Mitsubishi UFJ Financial Group Inc., Japan’s biggest publicly traded bank, sank 3.4% after lending in the nation slowed. PetroChina Co., China’s largest oil producer, sank 2.3% in Hong Kong as oil prices headed for the longest losing streak since December. Honda Motor Co., which gets 45% of its sales in North America, slumped 5.5% in Tokyo on concern a gain in the yen will hurt its overseas revenue.
The market is finally returning its focus to the present, rather than looking for an eventual recovery, said Masaru Hamasaki, a Tokyo-based strategist at Toyota Asset Management Co., which oversees $14 billion (around Rs68,460 crore). The economic rebound won’t be rapid. Share prices are beginning to reflect that.

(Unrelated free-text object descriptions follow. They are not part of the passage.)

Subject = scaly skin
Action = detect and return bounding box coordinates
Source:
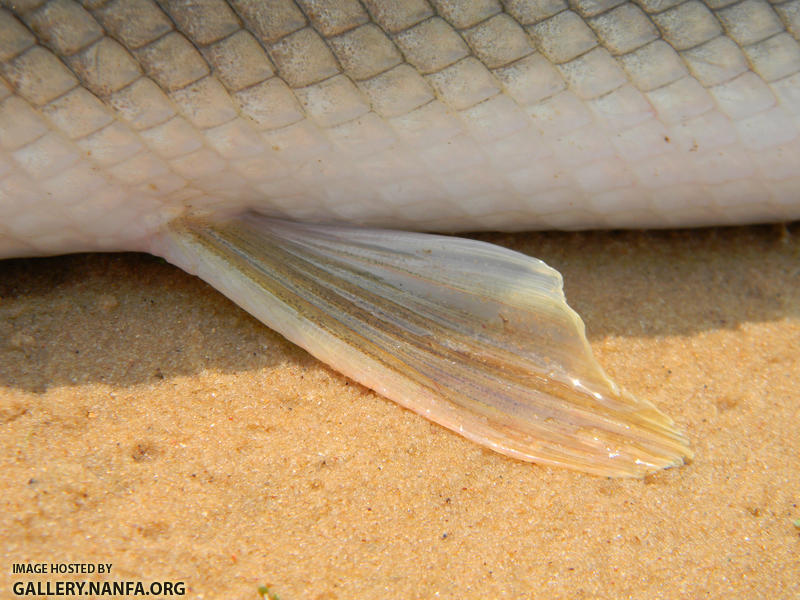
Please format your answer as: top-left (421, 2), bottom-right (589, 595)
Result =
top-left (0, 0), bottom-right (799, 258)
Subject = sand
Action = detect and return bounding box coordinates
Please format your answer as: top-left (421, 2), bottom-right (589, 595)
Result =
top-left (1, 225), bottom-right (798, 599)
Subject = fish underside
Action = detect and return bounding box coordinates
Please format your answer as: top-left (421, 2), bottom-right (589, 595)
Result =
top-left (2, 0), bottom-right (799, 476)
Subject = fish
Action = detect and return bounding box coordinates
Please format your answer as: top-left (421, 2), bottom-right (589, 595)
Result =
top-left (1, 0), bottom-right (798, 477)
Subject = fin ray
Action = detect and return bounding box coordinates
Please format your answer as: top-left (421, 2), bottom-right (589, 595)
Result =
top-left (157, 214), bottom-right (692, 477)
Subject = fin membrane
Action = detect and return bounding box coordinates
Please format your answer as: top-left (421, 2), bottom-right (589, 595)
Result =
top-left (159, 214), bottom-right (692, 477)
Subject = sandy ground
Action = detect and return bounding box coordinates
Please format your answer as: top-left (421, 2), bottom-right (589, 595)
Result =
top-left (1, 225), bottom-right (798, 599)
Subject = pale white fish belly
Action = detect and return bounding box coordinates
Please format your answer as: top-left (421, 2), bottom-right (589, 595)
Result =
top-left (0, 0), bottom-right (799, 257)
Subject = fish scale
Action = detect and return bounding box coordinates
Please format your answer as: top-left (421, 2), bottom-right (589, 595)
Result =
top-left (0, 0), bottom-right (798, 258)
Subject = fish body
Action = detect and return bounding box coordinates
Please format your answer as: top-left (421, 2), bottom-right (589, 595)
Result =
top-left (2, 0), bottom-right (798, 476)
top-left (0, 0), bottom-right (799, 258)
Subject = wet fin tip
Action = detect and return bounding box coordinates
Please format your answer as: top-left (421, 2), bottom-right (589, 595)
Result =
top-left (155, 213), bottom-right (692, 478)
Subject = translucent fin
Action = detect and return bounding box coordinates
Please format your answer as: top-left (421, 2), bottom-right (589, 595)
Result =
top-left (156, 214), bottom-right (692, 477)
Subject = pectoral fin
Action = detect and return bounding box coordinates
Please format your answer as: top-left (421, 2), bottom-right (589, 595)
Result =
top-left (156, 214), bottom-right (692, 478)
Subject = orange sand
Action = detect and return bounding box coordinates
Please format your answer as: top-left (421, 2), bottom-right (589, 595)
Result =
top-left (1, 225), bottom-right (798, 599)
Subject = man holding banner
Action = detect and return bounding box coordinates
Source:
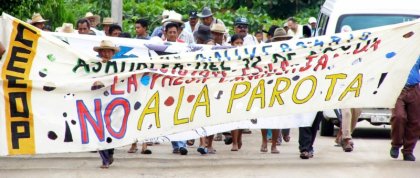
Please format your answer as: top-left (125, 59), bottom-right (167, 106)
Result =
top-left (93, 40), bottom-right (120, 168)
top-left (390, 57), bottom-right (420, 162)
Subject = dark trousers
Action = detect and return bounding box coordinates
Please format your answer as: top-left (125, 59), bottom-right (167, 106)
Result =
top-left (299, 112), bottom-right (323, 152)
top-left (282, 129), bottom-right (290, 136)
top-left (391, 85), bottom-right (420, 154)
top-left (99, 149), bottom-right (114, 165)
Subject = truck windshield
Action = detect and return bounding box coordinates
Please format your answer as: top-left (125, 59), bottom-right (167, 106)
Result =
top-left (335, 14), bottom-right (419, 33)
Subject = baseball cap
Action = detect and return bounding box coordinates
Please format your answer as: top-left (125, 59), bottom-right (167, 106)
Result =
top-left (308, 17), bottom-right (317, 24)
top-left (189, 11), bottom-right (198, 19)
top-left (234, 17), bottom-right (248, 25)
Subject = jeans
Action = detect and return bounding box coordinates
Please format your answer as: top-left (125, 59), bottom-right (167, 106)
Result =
top-left (171, 141), bottom-right (187, 150)
top-left (99, 149), bottom-right (114, 165)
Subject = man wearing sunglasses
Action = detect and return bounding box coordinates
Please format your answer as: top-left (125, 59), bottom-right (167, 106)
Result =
top-left (233, 17), bottom-right (259, 46)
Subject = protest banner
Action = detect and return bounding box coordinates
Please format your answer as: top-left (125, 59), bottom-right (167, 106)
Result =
top-left (0, 13), bottom-right (419, 155)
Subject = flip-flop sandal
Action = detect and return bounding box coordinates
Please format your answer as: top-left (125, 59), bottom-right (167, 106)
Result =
top-left (127, 148), bottom-right (138, 153)
top-left (342, 139), bottom-right (354, 152)
top-left (271, 147), bottom-right (279, 154)
top-left (231, 148), bottom-right (239, 151)
top-left (300, 151), bottom-right (310, 159)
top-left (100, 164), bottom-right (110, 169)
top-left (283, 135), bottom-right (290, 142)
top-left (207, 148), bottom-right (216, 154)
top-left (260, 145), bottom-right (268, 152)
top-left (141, 149), bottom-right (152, 154)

The MSCI Asia Pacific Index dropped 1.3% to 100.51 in Tokyo, taking its six-day decline to 2.6%. The decline is the longest losing streak since September, when the credit crisis caused the collapse of Lehman Brothers Holding Inc.
Ten-year treasury notes rose, pushing yields to the lowest level in six weeks, as the decline in stocks increased demand for the safety of government debt. The yen rose to the highest since 22 May against the dollar.
Japan’s Nikkei 225 Stock Average fell 2.4%. Hong Kong’s Hang Seng Index lost 0.8%, led by China Construction Bank Corp., which dropped 0.9% amid speculation the Chinese government will curb lending to limit increases in house prices. Indonesia’s stock market is closed for presidential elections.